O ouro no eixo Hong Kong - Macau: entrevista

O comércio do ouro chegou a Macau em força em 1946, depois da quebra do negócio do ópio. Mas seria o jogo, em 1962, o grande responsável pelo boom económico. Aníbal Borges e Vasco Marques, autores de “O eixo do ouro Hong Kong-Macau (1946-1973)”, livro publicado pelo Instituto Português do Oriente, revelam pormenores deste período ao Hoje Macau.
Como é que o Estado Novo lidava com o comércio do ouro em Macau e que benefícios chegaram aos portugueses?
O Governo português, pela Administração de Macau, legislou em conformidade com os interesses de Macau. Em termos genéricos e materiais, pode dizer-se que aos portugueses de Portugal nenhuns benefícios chegaram. Como se escrevia na ‘insuspeita’ Far Eastern Economic Review, em 1 de Março de 1962, Macau não foi a ‘árvore das patacas de Lisboa’.
Aos portugueses de Macau, inicialmente, poucos benefícios chegaram. Porém, com o andar do tempo, foram chegando alguns benefícios à população em geral, mas não tantos quanto seria desejável. Não foi com o Ouro, mas sim com o Jogo, a partir de 1962, e com o acordo de Gongbei, a partir de 1967, que foram criadas as condições económicas e políticas para o take off de Macau.
Quem eram os principais países beneficiados com as trocas comerciais do ouro, e como era feito esse processo?
Entre 1953 e 1973 praticamente todo o ouro que chega a Macau vinha de Inglaterra e passava pelo aeroporto Kai Tak, em Hong Kong. A Mount Trading Co., Ltd., da Jardine Matheson & Co. e Samuel Montagu & Co., a Commercial Investment Co., Ltd., uma subsidiária da Wheelock Marden e a Premex Co., Ltd., com accionistas suíços e panamianos, são as principais firmas consignadoras em Hong Kong. Antes, entre 1946 e 1953, chegava ouro a Macau vindo da costa ocidental dos Estados Unidos, via Manila. Os interesses franceses, movimentam-se pelo Banque de l’Indochine, pelo Banque Nationale pour le Commerce et l’ Industrie e pelo bem conhecido despachante Denis Fréres d’ Indochine, com base em Saigão. Não é simples seguir os movimentos, bem sinuosos, do ouro (o segredo a isso obrigava e o ‘ouro não deixa cheiro’!), mas lá fomos descortinando, ao longo dos últimos anos, alguns desses movimentos. Pensamos ter traçado um quadro correcto do que se passou.

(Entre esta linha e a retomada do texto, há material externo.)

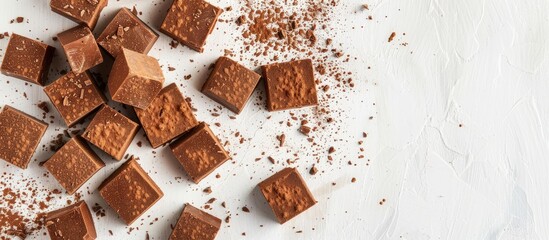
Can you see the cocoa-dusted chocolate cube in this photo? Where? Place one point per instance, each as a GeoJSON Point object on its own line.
{"type": "Point", "coordinates": [20, 135]}
{"type": "Point", "coordinates": [72, 222]}
{"type": "Point", "coordinates": [111, 132]}
{"type": "Point", "coordinates": [195, 224]}
{"type": "Point", "coordinates": [127, 31]}
{"type": "Point", "coordinates": [230, 84]}
{"type": "Point", "coordinates": [167, 117]}
{"type": "Point", "coordinates": [27, 59]}
{"type": "Point", "coordinates": [200, 152]}
{"type": "Point", "coordinates": [190, 22]}
{"type": "Point", "coordinates": [82, 11]}
{"type": "Point", "coordinates": [74, 164]}
{"type": "Point", "coordinates": [287, 194]}
{"type": "Point", "coordinates": [130, 191]}
{"type": "Point", "coordinates": [75, 96]}
{"type": "Point", "coordinates": [80, 48]}
{"type": "Point", "coordinates": [290, 85]}
{"type": "Point", "coordinates": [135, 79]}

Quais as principais diferenças entre os diversos monopólios que passaram por Macau: o ópio, o ouro e o jogo?
São negócios de diferente natureza. Contudo, em determinado tempo, parece que algum ouro terá financiado algum ópio (ou terá sido o contrário?). Philippe Pons escreveu, com alguma ironia, que “Macau passou de um centro nevrálgico do tráfico de ópio para um do ouro com a mesma pessoa como maestro”. O jogo, financiou, com certeza, o ouro. Digamos que, em determinadas épocas, terá havido mais simultaneidade do que causa-efeito.
Qual foi o papel da STDM e, em especial, de Stanley Ho, nesta área?
Stanley Ho não teve ligações directas ao ouro, tanto quanto julgamos saber. Porém, o Banco Seng Heng teve fortes ligações ao ouro.
O comércio do ouro passou por várias fases. Qual foi a mais marcante?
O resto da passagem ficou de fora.